Из всего сказанного нами можно вывести следующее заключение. Пробудившись для нового требования века, русские романисты еще не освободились от подражательности, долго имевшей на них столь сильное влияние. В. Скотт произвел на них необыкновенное впечатление своим гигантским успехом, но был понят поверхностно, потому что он сделался в России знак?м более своею славою у французов, нежели своими существенными достоинствами: доказательством сего служит малый успех его романов в России. Но некоторые удачные опыты в повествовательном роде показывают, что и в России есть люди, поэтически понимающие автора европейских современных романов, а не исторических, не шотландских, как думают многие, ибо сии романы имеют успех не потому, что в них изображена Шотландия, не потому, что в них встречаются исторические лица, а вследствие сообразности их с веком, которому необходимы и самобытное выражение народности, и притом сильные потрясения души, обширное действие и лица, занимательные своею высотою в нравственном смысле, ибо нас не могут уже растрогивать миловидные картины семейственной жизни и тихие страсти. Опыты г-на Погодина показывают, что он не рожден быть романистом: он глядит на предметы прозаически и тем доказывает, что не внутреннее призвание заставляет его писать свои опыты, а усилие подражать В. Скотту. Вот почему в повестях его мы не находим той душевной теплоты, которая оживляет все и заставляет забывать многие недостатки.

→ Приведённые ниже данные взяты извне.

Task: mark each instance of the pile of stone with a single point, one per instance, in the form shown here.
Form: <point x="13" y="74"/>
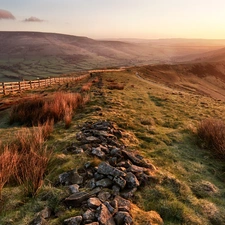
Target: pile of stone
<point x="103" y="190"/>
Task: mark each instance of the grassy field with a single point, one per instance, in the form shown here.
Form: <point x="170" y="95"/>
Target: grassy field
<point x="159" y="123"/>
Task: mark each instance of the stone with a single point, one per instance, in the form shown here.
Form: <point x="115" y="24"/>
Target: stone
<point x="94" y="223"/>
<point x="104" y="216"/>
<point x="110" y="208"/>
<point x="132" y="180"/>
<point x="137" y="161"/>
<point x="122" y="218"/>
<point x="106" y="182"/>
<point x="75" y="178"/>
<point x="104" y="196"/>
<point x="121" y="182"/>
<point x="98" y="152"/>
<point x="93" y="203"/>
<point x="91" y="183"/>
<point x="45" y="213"/>
<point x="76" y="199"/>
<point x="106" y="169"/>
<point x="128" y="193"/>
<point x="89" y="216"/>
<point x="38" y="220"/>
<point x="73" y="220"/>
<point x="74" y="188"/>
<point x="116" y="189"/>
<point x="123" y="204"/>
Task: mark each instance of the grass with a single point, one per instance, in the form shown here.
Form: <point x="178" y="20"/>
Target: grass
<point x="160" y="123"/>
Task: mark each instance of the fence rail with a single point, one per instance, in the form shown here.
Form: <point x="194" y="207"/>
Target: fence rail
<point x="15" y="87"/>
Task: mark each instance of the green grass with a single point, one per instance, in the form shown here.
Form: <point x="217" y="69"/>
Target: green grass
<point x="160" y="124"/>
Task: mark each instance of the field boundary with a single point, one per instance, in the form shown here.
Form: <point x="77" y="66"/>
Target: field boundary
<point x="19" y="86"/>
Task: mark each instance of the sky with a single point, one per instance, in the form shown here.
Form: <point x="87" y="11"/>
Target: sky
<point x="146" y="19"/>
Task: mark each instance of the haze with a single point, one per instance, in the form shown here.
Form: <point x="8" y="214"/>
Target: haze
<point x="145" y="19"/>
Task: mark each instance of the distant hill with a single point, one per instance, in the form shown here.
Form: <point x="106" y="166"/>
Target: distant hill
<point x="28" y="55"/>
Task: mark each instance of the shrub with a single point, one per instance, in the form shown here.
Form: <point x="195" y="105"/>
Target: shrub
<point x="212" y="133"/>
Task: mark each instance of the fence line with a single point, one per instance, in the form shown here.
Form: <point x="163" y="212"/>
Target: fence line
<point x="15" y="87"/>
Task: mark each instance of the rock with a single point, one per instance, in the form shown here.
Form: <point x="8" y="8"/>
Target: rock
<point x="122" y="218"/>
<point x="106" y="182"/>
<point x="128" y="193"/>
<point x="104" y="196"/>
<point x="76" y="199"/>
<point x="110" y="208"/>
<point x="73" y="221"/>
<point x="137" y="161"/>
<point x="104" y="216"/>
<point x="116" y="189"/>
<point x="94" y="223"/>
<point x="132" y="180"/>
<point x="98" y="152"/>
<point x="123" y="204"/>
<point x="89" y="216"/>
<point x="75" y="178"/>
<point x="106" y="169"/>
<point x="74" y="188"/>
<point x="38" y="220"/>
<point x="98" y="176"/>
<point x="121" y="182"/>
<point x="94" y="203"/>
<point x="91" y="183"/>
<point x="45" y="213"/>
<point x="64" y="178"/>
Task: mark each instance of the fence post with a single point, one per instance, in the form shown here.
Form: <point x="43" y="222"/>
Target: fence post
<point x="3" y="88"/>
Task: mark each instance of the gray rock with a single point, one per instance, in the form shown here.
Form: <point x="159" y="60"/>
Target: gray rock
<point x="94" y="223"/>
<point x="91" y="183"/>
<point x="132" y="180"/>
<point x="98" y="152"/>
<point x="74" y="188"/>
<point x="128" y="193"/>
<point x="75" y="178"/>
<point x="104" y="216"/>
<point x="121" y="182"/>
<point x="110" y="208"/>
<point x="116" y="189"/>
<point x="122" y="218"/>
<point x="104" y="196"/>
<point x="106" y="169"/>
<point x="137" y="161"/>
<point x="38" y="220"/>
<point x="123" y="204"/>
<point x="76" y="199"/>
<point x="93" y="203"/>
<point x="106" y="182"/>
<point x="73" y="221"/>
<point x="89" y="216"/>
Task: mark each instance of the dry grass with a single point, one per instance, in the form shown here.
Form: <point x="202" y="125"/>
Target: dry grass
<point x="212" y="133"/>
<point x="33" y="158"/>
<point x="8" y="163"/>
<point x="115" y="86"/>
<point x="38" y="110"/>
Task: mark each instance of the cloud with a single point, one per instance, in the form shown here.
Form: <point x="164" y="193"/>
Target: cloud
<point x="33" y="19"/>
<point x="4" y="14"/>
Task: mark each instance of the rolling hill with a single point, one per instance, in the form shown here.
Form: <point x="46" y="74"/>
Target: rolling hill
<point x="28" y="55"/>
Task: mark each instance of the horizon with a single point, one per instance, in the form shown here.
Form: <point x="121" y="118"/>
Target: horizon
<point x="117" y="19"/>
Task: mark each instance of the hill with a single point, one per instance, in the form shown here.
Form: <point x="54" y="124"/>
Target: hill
<point x="154" y="120"/>
<point x="28" y="55"/>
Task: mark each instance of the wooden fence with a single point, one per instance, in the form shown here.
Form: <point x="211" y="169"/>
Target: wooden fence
<point x="15" y="87"/>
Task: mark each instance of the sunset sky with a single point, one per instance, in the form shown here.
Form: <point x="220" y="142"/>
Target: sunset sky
<point x="117" y="18"/>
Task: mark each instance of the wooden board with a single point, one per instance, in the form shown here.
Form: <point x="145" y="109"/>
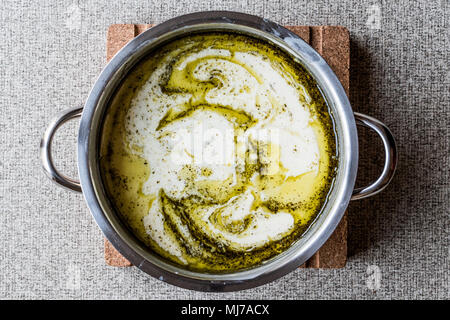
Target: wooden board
<point x="333" y="43"/>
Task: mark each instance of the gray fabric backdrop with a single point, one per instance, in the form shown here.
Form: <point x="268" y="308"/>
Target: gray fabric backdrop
<point x="50" y="57"/>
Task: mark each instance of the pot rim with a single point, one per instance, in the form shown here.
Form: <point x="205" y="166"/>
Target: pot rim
<point x="320" y="229"/>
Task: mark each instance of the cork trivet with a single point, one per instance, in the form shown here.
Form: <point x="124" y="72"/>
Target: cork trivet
<point x="333" y="44"/>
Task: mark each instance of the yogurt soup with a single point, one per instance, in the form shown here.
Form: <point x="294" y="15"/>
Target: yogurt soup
<point x="218" y="150"/>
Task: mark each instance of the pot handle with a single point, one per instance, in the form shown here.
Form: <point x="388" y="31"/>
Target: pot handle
<point x="46" y="150"/>
<point x="390" y="162"/>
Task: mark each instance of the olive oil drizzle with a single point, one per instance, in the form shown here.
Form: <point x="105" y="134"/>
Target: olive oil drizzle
<point x="124" y="172"/>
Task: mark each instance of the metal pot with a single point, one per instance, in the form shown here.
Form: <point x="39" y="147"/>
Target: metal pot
<point x="118" y="234"/>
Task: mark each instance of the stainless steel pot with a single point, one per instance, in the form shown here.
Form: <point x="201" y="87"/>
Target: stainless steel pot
<point x="126" y="243"/>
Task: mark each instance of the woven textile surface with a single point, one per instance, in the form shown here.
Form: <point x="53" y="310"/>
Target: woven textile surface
<point x="398" y="240"/>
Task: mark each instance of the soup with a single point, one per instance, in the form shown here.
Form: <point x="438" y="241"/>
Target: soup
<point x="218" y="151"/>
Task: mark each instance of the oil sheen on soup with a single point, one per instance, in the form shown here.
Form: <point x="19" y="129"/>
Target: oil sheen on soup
<point x="218" y="151"/>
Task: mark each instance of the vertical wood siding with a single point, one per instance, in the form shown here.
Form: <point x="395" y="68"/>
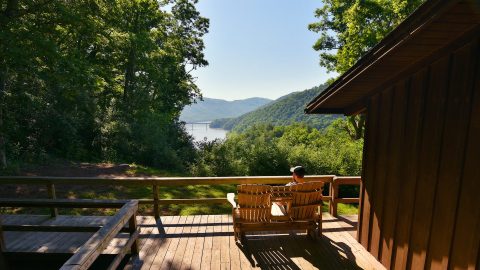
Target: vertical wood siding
<point x="420" y="206"/>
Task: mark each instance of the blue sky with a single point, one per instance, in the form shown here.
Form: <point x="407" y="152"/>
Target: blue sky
<point x="259" y="48"/>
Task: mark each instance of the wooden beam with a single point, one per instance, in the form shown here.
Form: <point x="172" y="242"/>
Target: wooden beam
<point x="87" y="254"/>
<point x="53" y="196"/>
<point x="160" y="181"/>
<point x="156" y="209"/>
<point x="130" y="243"/>
<point x="62" y="203"/>
<point x="54" y="228"/>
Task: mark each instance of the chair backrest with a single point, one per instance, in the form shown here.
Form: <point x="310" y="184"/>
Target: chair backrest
<point x="306" y="198"/>
<point x="254" y="202"/>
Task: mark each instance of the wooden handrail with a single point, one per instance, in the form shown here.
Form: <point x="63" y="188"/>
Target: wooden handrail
<point x="334" y="190"/>
<point x="155" y="183"/>
<point x="63" y="203"/>
<point x="160" y="181"/>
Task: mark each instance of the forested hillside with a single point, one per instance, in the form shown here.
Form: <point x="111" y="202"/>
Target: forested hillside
<point x="210" y="109"/>
<point x="281" y="112"/>
<point x="98" y="80"/>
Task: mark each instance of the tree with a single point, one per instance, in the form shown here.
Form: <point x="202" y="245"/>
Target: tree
<point x="98" y="79"/>
<point x="350" y="28"/>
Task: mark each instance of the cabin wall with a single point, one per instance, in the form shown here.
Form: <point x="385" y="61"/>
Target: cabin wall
<point x="420" y="201"/>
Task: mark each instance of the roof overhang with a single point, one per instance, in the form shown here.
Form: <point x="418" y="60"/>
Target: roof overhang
<point x="433" y="27"/>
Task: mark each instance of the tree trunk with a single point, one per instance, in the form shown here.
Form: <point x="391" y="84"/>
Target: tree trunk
<point x="129" y="75"/>
<point x="358" y="124"/>
<point x="3" y="81"/>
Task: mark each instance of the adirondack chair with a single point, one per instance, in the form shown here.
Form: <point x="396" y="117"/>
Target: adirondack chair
<point x="253" y="207"/>
<point x="306" y="206"/>
<point x="267" y="208"/>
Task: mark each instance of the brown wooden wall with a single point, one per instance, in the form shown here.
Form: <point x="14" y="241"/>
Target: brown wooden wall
<point x="421" y="191"/>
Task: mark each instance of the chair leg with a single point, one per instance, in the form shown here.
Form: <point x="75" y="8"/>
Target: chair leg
<point x="243" y="238"/>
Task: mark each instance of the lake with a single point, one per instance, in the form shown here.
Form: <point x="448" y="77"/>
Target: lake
<point x="199" y="131"/>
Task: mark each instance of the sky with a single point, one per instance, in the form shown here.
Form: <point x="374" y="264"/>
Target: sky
<point x="259" y="48"/>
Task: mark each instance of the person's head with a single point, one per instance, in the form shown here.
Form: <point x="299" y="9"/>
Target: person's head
<point x="298" y="172"/>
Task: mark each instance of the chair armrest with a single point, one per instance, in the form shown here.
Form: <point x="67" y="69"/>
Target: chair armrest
<point x="231" y="199"/>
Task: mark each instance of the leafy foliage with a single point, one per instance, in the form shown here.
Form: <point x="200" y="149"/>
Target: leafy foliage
<point x="271" y="150"/>
<point x="98" y="79"/>
<point x="349" y="29"/>
<point x="286" y="110"/>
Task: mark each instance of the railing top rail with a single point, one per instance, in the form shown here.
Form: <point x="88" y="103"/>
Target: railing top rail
<point x="64" y="203"/>
<point x="86" y="255"/>
<point x="161" y="181"/>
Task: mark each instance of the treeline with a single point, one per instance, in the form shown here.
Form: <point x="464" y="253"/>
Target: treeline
<point x="272" y="150"/>
<point x="284" y="111"/>
<point x="98" y="80"/>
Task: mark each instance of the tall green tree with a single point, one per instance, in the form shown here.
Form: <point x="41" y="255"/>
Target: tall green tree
<point x="98" y="79"/>
<point x="350" y="28"/>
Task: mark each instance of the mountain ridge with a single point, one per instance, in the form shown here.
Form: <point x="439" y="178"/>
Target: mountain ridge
<point x="210" y="109"/>
<point x="285" y="110"/>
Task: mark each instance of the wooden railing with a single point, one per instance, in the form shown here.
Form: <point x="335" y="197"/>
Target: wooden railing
<point x="156" y="182"/>
<point x="334" y="192"/>
<point x="84" y="257"/>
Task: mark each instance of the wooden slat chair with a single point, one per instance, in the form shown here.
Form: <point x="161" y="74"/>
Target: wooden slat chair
<point x="267" y="208"/>
<point x="254" y="207"/>
<point x="306" y="206"/>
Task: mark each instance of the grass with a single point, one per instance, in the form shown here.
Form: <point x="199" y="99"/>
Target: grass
<point x="342" y="209"/>
<point x="140" y="192"/>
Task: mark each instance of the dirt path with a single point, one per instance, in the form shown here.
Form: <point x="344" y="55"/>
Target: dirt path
<point x="80" y="170"/>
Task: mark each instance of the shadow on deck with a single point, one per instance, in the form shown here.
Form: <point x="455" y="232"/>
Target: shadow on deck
<point x="206" y="242"/>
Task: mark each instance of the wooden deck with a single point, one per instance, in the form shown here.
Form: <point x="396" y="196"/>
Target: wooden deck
<point x="206" y="242"/>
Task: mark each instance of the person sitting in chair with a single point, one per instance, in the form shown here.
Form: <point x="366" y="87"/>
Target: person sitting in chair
<point x="298" y="174"/>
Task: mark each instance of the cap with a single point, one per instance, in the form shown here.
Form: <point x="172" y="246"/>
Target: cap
<point x="298" y="170"/>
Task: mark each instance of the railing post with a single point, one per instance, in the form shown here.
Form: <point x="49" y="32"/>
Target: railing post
<point x="132" y="227"/>
<point x="52" y="195"/>
<point x="334" y="195"/>
<point x="2" y="239"/>
<point x="156" y="209"/>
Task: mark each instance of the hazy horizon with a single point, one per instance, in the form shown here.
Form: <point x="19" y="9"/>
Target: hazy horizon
<point x="259" y="49"/>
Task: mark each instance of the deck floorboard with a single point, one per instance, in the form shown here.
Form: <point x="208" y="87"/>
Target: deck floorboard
<point x="206" y="242"/>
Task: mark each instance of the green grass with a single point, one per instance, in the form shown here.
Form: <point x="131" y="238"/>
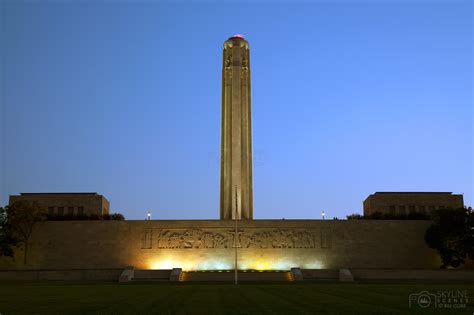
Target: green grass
<point x="218" y="298"/>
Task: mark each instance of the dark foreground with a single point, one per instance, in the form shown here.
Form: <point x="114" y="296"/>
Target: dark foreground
<point x="194" y="298"/>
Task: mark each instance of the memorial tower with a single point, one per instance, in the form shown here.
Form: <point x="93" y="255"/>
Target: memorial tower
<point x="236" y="200"/>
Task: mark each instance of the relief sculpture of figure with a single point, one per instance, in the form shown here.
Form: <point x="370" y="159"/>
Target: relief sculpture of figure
<point x="174" y="241"/>
<point x="187" y="239"/>
<point x="220" y="241"/>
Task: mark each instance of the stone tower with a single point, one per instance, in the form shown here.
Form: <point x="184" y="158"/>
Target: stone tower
<point x="236" y="132"/>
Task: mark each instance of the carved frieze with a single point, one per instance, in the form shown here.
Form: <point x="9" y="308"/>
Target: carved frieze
<point x="248" y="238"/>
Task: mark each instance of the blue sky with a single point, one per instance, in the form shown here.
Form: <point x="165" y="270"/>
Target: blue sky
<point x="348" y="98"/>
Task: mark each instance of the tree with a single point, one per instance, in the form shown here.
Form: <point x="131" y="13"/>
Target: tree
<point x="17" y="223"/>
<point x="452" y="235"/>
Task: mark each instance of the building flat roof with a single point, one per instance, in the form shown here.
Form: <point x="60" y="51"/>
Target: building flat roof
<point x="61" y="193"/>
<point x="414" y="192"/>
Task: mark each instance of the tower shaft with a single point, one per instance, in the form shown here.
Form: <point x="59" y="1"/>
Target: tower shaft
<point x="236" y="200"/>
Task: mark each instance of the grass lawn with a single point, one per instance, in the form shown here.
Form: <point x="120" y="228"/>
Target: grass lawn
<point x="200" y="298"/>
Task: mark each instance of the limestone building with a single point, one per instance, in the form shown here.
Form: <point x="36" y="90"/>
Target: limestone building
<point x="103" y="249"/>
<point x="67" y="203"/>
<point x="236" y="133"/>
<point x="410" y="202"/>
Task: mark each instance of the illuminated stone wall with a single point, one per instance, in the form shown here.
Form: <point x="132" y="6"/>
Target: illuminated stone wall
<point x="209" y="244"/>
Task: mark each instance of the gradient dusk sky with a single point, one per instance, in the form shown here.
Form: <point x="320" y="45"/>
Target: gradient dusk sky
<point x="123" y="98"/>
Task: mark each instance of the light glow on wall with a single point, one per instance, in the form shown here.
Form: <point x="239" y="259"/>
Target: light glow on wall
<point x="227" y="263"/>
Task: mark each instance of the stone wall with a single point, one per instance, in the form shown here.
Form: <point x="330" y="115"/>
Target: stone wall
<point x="208" y="245"/>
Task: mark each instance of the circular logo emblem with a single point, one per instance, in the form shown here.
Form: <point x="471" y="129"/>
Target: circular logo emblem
<point x="424" y="300"/>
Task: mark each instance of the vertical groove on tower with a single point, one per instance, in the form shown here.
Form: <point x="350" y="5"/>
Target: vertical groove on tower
<point x="236" y="137"/>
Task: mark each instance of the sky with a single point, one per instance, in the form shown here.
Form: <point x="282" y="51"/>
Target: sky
<point x="123" y="98"/>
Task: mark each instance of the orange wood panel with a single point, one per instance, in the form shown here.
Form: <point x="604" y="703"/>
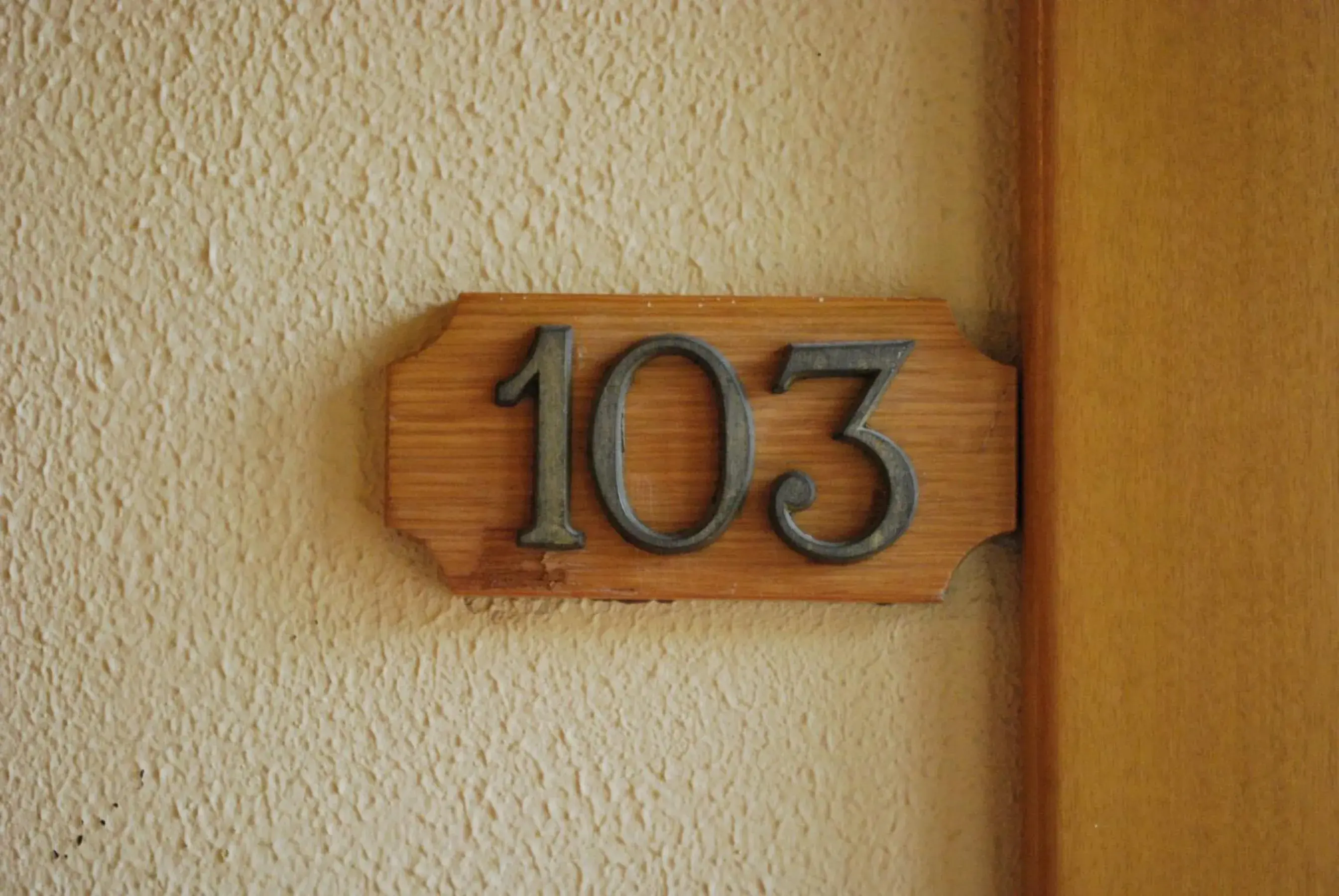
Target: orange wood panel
<point x="1182" y="448"/>
<point x="460" y="468"/>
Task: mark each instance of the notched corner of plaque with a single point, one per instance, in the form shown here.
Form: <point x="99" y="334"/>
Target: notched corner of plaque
<point x="984" y="351"/>
<point x="424" y="331"/>
<point x="424" y="558"/>
<point x="987" y="568"/>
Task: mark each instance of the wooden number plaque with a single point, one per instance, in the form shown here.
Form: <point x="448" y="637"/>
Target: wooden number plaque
<point x="658" y="448"/>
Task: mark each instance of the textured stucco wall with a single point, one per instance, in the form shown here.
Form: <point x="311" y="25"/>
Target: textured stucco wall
<point x="222" y="220"/>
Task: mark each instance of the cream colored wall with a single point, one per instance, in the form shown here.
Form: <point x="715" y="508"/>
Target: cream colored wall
<point x="222" y="220"/>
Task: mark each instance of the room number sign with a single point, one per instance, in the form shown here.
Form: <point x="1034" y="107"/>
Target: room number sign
<point x="648" y="448"/>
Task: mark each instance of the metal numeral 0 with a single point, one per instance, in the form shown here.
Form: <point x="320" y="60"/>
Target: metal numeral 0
<point x="547" y="375"/>
<point x="877" y="362"/>
<point x="737" y="445"/>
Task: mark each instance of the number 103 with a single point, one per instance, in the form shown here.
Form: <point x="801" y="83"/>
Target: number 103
<point x="547" y="377"/>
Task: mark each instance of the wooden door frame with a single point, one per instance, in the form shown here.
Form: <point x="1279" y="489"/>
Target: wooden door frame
<point x="1180" y="331"/>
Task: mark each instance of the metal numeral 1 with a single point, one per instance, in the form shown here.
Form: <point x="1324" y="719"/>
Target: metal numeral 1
<point x="737" y="445"/>
<point x="877" y="362"/>
<point x="547" y="375"/>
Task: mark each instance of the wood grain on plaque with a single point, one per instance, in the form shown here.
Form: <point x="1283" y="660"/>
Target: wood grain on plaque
<point x="460" y="468"/>
<point x="1182" y="448"/>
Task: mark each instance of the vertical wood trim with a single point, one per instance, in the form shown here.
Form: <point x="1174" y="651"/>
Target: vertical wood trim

Но уже русские писатели постигают требования своего времени, и мы могли бы указать на некоторые достойные хвалы произведения в романическом роде. Будем надеяться, что скоро увидим мы еще большее приближение к совершенству, еще большее число занимающихся сим прекрасным, блестящим родом сочинений. Может быть, и наши беспристрастные, основанные на желании добра замечания послужат кому-нибудь в пользу. Желаем этого, но еще более желаем, чтобы будущие опыты русских романистов превзошли наши ожидания и оправдали наши надежды.